Note: For some of these flaws , you might want to consider that the variables that are used in the simulation are given by a logistic regression performed on the real variables used to evaluate everyone’s position. That means that you will have to evaluate positions on more variables, which is incompatible with the omniscient position evaluation flaw. Moreover, a logistic regression will induce at least slight a small approximation, that might highlight the dimensional representation flaw.
Interpretation of the results
For better understanding of the results, you can run the simulation several times and try to understanding what is going on between the method results and the generated position set.
The first thing we can observe is that the results are pretty different from one method to another. We can see that some methods often give similar results, that looks like a correlation, but it does not correspond every time. A statistical analysis is needed to establish stronger correlations. We can find out that some of these methods give a winner near the average position of electors, while other methods favor candidates without too many competitors in their area.

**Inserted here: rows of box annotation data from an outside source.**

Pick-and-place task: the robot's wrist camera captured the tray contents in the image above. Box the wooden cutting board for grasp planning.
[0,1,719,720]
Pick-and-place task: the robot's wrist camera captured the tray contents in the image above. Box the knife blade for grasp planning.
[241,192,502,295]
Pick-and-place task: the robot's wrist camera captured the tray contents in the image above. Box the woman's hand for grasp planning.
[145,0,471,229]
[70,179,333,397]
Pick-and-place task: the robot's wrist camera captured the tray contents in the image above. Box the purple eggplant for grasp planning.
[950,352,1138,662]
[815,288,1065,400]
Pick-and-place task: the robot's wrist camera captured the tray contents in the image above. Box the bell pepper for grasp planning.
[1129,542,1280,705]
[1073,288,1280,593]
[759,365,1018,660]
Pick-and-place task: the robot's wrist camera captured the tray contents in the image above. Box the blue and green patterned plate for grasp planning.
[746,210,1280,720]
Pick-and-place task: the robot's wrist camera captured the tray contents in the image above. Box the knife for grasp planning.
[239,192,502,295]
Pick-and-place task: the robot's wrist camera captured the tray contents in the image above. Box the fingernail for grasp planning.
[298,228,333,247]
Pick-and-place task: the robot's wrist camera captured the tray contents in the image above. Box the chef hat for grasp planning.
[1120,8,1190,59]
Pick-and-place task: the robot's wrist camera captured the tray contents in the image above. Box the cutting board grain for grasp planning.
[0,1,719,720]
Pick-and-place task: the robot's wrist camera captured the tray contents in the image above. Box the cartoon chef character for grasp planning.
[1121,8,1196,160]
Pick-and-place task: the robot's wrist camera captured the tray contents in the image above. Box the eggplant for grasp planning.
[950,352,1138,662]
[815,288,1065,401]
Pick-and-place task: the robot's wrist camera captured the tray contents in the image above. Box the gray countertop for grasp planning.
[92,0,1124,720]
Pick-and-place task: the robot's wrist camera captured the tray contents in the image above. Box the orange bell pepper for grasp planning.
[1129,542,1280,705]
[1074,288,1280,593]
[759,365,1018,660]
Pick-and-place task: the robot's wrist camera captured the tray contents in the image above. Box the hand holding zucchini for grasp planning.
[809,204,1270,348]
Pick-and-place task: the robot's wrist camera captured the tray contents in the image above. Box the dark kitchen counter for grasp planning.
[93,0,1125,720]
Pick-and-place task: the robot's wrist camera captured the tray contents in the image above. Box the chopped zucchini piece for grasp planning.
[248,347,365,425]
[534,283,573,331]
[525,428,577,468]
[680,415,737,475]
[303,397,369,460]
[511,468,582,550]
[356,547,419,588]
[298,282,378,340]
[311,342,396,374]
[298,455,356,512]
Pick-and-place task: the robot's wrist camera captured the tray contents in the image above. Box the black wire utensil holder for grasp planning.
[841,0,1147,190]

If there is only one question to remember it is this one:
Would you prefer to choose as winner a candidate against whom no one is really against or a candidate who has more supporters than opponents compared to his competitors?
Personal interpretation: In this and the next paragraph, and only in these, I give my opinion about how I interpret the results: I think that methods that promote candidates isolated from others are not the best, because the results depend more on the position of the other candidates than on those of the electors. However, it is the position of the electorate that the vote is supposed to reflect. In this way, the best voting methods are, in my opinion, those that allow electors to judge the candidates independently.
In systems that favor isolated candidates, candidates who might better reflect electors’ positions must struggle against each other, and it is this competition that allows isolated candidates to win.
Remaining work
To improve the simulation, the first thing to be done is to add other voting methods. Only seven of them have been implemented here, many others exist, and many variant of these method are also possible, giving sometimes different results.
Once we have more voting methods implemented, it would be great to make a statistical correlation study between the methods. The idea would be to run the simulation many times and store the results in a file, and then to estimate for each pair of methods the agreement rate, that is the frequency with which the methods give the same result.
Finally, to complete this analysis, variables like distribution indicators (median, average and standard deviation, for electors and candidates) and density indicators (for electors and candidates) must be also be used to find correlations and to be able to make a rigorous conclusion on the subject of voting methods.
License
The project is a small one. The code is given to the GitHub Community for free, only under the MIT License, that is not too restrictive.